Makan
Islam tidak hanya mengatur kehalalan makanan, tetapi juga mendorong umatnya untuk memperhatikan kandungan gizi dan kesehatannya.

Oleh Fatatik Maulidiyah
MAKAN sering kali dianggap sebagai hal biasa dalam kehidupan sehari-hari. Namun, jika diperhatikan lebih dalam, makanan bukan sekadar pemenuh kebutuhan fisik, tetapi juga memiliki nilai sosial, budaya, dan spiritual yang mendalam.
Di berbagai kesempatan, makanan selalu menjadi sorotan. Dalam acara seminar, meskipun topiknya berat, sesi coffee break justru sering kali lebih dinantikan. Makanan menjadi pemersatu, melintasi batas usia, profesi, bahkan budaya. Oleh karena itu, aneh rasanya jika ada yang menganggap pembahasan tentang makanan sebagai sesuatu yang remeh.
Sebagian orang masih memandang makan dengan sinis, seolah-olah itu hanya urusan duniawi yang jauh dari nilai-nilai spiritual. Ada yang mencibir, “Orang kok makan saja yang dibahas?” Atau bahkan menganggap seseorang yang membicarakan makanan sebagai pribadi yang terlalu materialistis. Pandangan seperti ini tidak lepas dari ajaran yang sering kali mengontraskan antara makan dan ibadah, terutama puasa.
Dalam sejarah, orang-orang yang dianggap suci sering digambarkan sebagai sosok yang kurus karena banyak berpuasa. Sebaliknya, orang yang gemuk sering kali diidentikkan dengan kerakusan.
Ini bisa dilihat dari bagaimana para raja dahulu dikenal dengan kebiasaannya yang berlebihan dalam makan, sementara para sufi, rahib, dan biksu lebih sering digambarkan sebagai sosok yang asketik. Bahkan dalam dunia anak-anak, tokoh seperti Paman Gembul diciptakan untuk menertawakan orang yang doyan makan.
Namun, jika kita melihat ajaran Islam, sebenarnya makan memiliki tempat yang penting dalam kehidupan beragama. Al-Qur’an menyebutkan hampir 30 ayat yang membahas makanan dalam bentuk perintah, jauh lebih banyak dibandingkan dengan perintah puasa yang hanya disebutkan beberapa kali. Ini menunjukkan bahwa makanan bukan sekadar kebutuhan fisik, tetapi juga bagian dari ibadah.

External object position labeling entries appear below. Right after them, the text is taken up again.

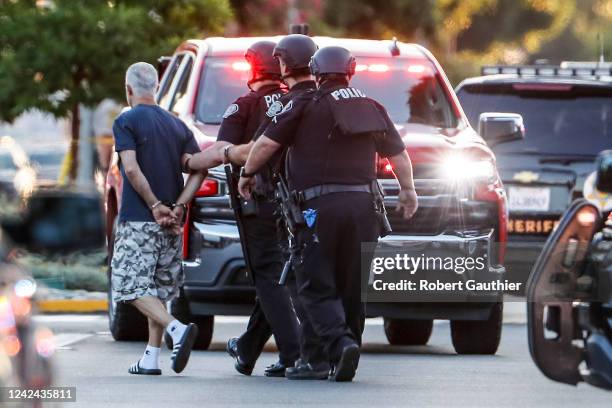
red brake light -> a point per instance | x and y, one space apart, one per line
378 68
416 69
241 66
208 188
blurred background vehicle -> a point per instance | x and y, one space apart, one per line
46 224
570 293
204 76
567 112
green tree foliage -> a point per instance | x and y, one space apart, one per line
72 52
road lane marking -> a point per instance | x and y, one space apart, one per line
63 340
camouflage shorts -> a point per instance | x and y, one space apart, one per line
147 261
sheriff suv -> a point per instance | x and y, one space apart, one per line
567 112
461 197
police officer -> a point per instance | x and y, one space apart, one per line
333 140
273 312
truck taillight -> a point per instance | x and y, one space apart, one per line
208 188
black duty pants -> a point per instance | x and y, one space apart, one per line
328 277
273 312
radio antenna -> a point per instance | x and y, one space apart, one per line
601 48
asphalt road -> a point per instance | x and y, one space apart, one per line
427 376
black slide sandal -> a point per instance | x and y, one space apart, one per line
347 366
137 369
182 350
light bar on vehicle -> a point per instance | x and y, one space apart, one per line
601 71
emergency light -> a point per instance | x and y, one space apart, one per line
588 70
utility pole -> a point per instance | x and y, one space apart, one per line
85 151
292 13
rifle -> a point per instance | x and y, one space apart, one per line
294 221
381 211
236 204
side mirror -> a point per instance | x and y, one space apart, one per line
496 128
58 221
603 180
162 64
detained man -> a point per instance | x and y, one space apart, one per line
146 265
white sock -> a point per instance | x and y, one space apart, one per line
176 329
150 358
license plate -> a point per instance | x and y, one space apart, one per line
528 198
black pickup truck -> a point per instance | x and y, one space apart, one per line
205 76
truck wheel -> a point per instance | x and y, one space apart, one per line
125 322
478 337
179 309
408 332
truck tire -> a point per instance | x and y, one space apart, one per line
179 309
478 337
125 322
408 332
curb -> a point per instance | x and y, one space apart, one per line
72 305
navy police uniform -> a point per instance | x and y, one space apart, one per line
333 136
273 312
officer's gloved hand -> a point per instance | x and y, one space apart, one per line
407 203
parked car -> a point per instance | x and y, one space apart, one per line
204 76
570 293
567 111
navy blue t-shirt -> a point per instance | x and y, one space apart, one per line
159 139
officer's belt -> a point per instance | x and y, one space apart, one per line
323 189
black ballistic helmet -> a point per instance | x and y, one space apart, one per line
332 60
295 50
263 64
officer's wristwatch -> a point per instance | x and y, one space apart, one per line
244 174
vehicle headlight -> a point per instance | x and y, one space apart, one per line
462 168
603 200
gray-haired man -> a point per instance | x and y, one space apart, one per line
146 264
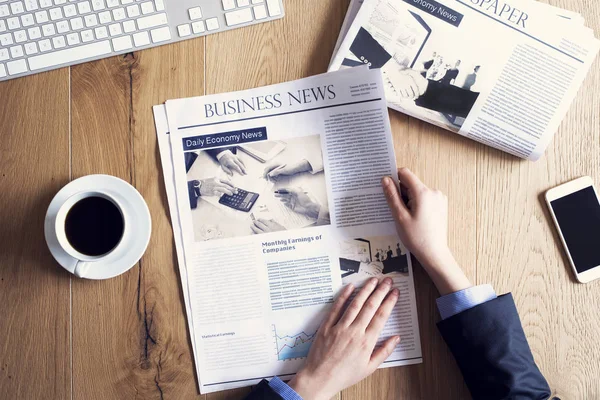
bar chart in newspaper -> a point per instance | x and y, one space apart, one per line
293 344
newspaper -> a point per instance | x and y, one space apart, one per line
443 62
260 281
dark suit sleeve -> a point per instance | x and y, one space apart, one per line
263 392
492 352
447 99
215 152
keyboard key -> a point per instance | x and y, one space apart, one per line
76 23
133 11
198 27
90 20
13 23
70 55
274 7
27 20
152 21
34 33
115 29
98 5
122 43
59 42
73 39
238 17
101 32
31 5
20 36
119 14
84 7
17 7
260 12
184 30
30 48
6 39
147 8
16 67
45 45
212 24
88 35
41 17
55 14
48 30
160 34
141 39
70 10
195 13
62 26
129 26
105 17
16 51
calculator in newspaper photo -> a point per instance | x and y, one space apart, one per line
242 200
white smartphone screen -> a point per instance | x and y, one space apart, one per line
578 215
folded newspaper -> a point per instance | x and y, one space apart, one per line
276 202
503 73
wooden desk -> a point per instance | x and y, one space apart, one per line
126 338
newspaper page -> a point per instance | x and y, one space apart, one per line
261 277
552 11
443 62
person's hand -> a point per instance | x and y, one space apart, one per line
301 202
216 187
262 225
404 83
230 162
422 225
343 352
277 168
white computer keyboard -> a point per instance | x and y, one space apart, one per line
40 35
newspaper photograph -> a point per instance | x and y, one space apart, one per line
443 63
279 203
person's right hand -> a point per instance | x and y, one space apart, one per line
277 168
404 83
216 187
422 225
343 352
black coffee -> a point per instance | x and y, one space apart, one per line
94 226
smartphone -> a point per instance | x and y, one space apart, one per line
575 209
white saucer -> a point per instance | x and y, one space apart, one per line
137 213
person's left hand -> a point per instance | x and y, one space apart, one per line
343 352
230 162
300 202
262 225
276 168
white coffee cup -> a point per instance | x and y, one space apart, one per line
136 227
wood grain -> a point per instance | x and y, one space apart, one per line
129 336
34 291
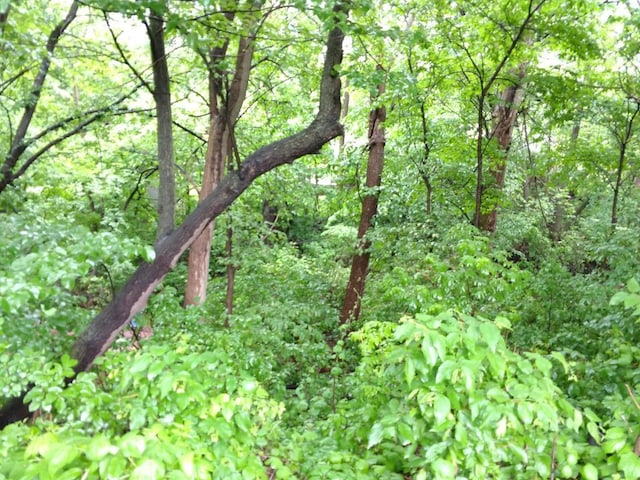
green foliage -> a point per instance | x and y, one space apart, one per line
165 412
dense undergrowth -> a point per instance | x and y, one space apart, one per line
476 357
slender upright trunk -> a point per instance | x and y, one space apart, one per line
424 173
162 98
231 273
504 118
360 262
225 109
134 295
623 142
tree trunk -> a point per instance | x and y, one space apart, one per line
504 118
19 143
482 98
231 274
221 136
360 262
162 97
623 141
134 295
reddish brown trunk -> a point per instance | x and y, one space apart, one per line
360 262
231 274
134 295
219 146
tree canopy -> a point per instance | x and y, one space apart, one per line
305 240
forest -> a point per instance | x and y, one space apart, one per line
338 239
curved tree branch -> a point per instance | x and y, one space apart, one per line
134 295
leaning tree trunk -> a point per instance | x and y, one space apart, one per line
505 114
534 7
219 147
360 262
162 98
134 295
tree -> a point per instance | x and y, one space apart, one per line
225 103
134 295
162 98
375 162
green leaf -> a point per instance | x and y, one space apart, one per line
490 334
594 431
443 469
99 447
589 472
61 456
630 464
406 433
149 469
409 370
441 408
132 445
375 435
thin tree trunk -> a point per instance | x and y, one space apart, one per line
505 114
134 295
162 97
231 274
424 174
219 147
485 88
19 144
360 262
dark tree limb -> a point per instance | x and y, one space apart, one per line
134 295
18 145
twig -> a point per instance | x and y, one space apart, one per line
635 402
553 457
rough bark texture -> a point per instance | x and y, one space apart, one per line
231 274
162 98
134 295
360 262
533 8
221 135
19 143
504 116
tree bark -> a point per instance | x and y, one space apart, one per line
134 295
485 88
162 98
19 144
219 147
360 261
623 141
505 114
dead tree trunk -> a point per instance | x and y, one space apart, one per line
162 97
134 295
360 262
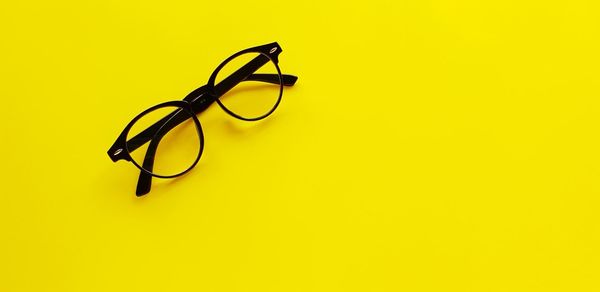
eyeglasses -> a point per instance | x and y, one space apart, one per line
166 140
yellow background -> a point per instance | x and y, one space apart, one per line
427 146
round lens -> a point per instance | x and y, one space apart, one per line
258 94
165 142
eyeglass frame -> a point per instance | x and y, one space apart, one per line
194 103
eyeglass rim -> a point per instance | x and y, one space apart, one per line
271 51
184 105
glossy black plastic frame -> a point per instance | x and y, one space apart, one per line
194 103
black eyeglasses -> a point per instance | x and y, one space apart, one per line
166 140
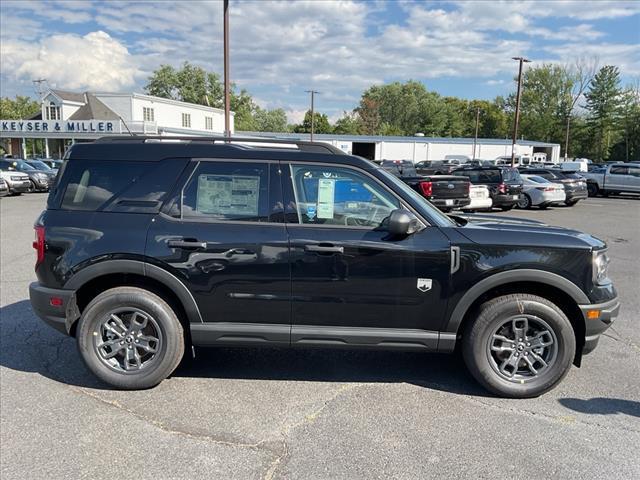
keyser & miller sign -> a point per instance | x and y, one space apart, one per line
58 126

Salah satu prinsip utama dalam Islam adalah memastikan makanan yang dikonsumsi halal dan baik (thayyib). Allah Ta’ala berfirman dalam Al-Qur’an: “Makanlah makanan yang baik-baik (halal) dan kerjakanlah amal shalih.” (QS. Al-Mu’minun: 51)
Ayat ini menegaskan bahwa makanan yang baik akan mendukung seseorang dalam beramal saleh. Sebab, tubuh yang sehat berasal dari asupan yang baik, dan tubuh yang sehat akan lebih mudah melakukan ibadah dan kebaikan lainnya.
Imam Al-Ghazali dalam Ihya Ulumuddin juga menekankan bahwa seseorang tidak bisa mencapai ilmu dan amal yang sempurna tanpa tubuh yang sehat. Dan kesehatan tubuh sangat bergantung pada makanan yang cukup dan bergizi. Oleh karena itu, Islam tidak hanya mengatur kehalalan makanan, tetapi juga mendorong umatnya untuk memperhatikan kandungan gizi dan kesehatannya.
Selain itu, Islam juga mengajarkan keseimbangan dalam makan. Allah Ta’ala berfirman: “Makan dan minumlah, tetapi jangan berlebihan.” (QS. Al-A’raf: 31)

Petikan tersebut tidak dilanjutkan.